Aflatoxicosis, be it humans or animals, is characterized by liver damage. Based on what information is available with respect to human exposure, encephalopathy can occur and is also observed in domestic animals. In addition, preliminary evidence from human studies demonstrates that aflatoxins cause an increase in circulating alpha tumor necrosing factor, suggesting that these mycotoxins are also immunotoxic in humans. In animals, immunosuppression does occur in a variety of different species.
Aflatoxins are present in the food chain. They have been found in human cord blood and apparently can enter the developing fetus in humans and animals (Hintz, 1990; Denning et al, 1990).

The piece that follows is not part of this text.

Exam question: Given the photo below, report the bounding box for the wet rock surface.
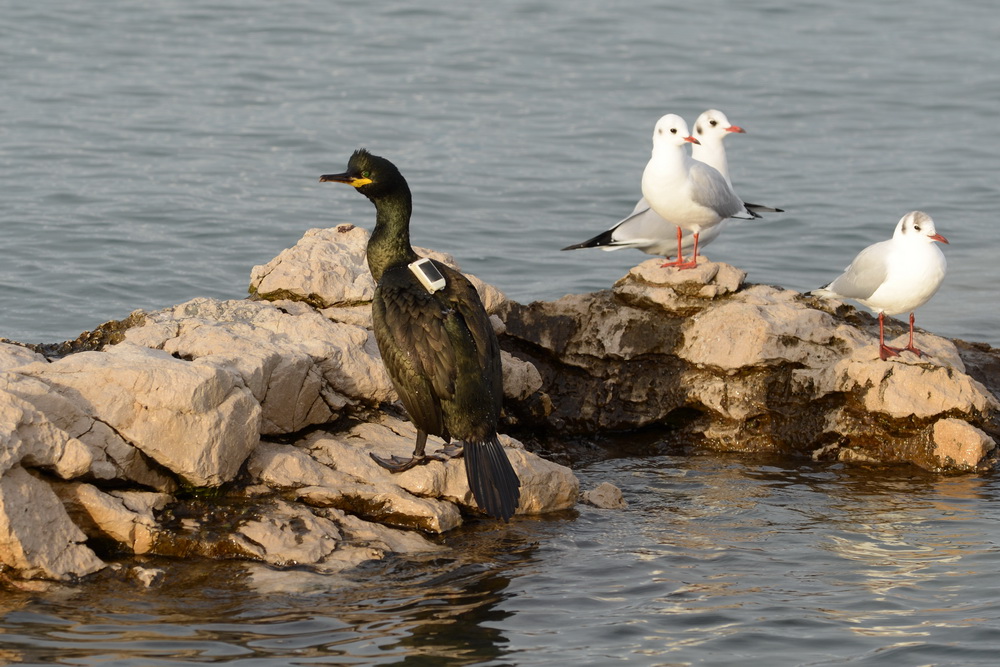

In addition, aflatoxins have been found in human breast milk (El-Nesami HS et al, 1995), cow’s milk and dairy products (Srivastava VP et al 2001; Thirumala-Devi et al, 2002) and infant formula (Aksit et al, 1997). Not only has exposure to aflatoxins been implicated in hepatocellular carcinoma, hepatic failure, encephalopathy and Reye’s syndrome, such exposure may also be important in the health and well-being of the fetus and neonates. Thus, it has been postulated that intra-uterine and neonate exposure from contaminated food products may play an etiology in (1) Kwashiorkor, (2) neonatal susceptibility to infection and jaundice, (3) childhood infections and malignant disease and compromised response to prophylactic immunizations in children (Hendrickse, 1991).
Finally, aflatoxin B1 can cause mutations to both nuclear and mitochondrial DNA. Albumin-aflatoxin adducts apparently are increased in individuals with the genetic polymorphism in association with GSTM1 null, mEH heterozygote and CYP3A5 mutations.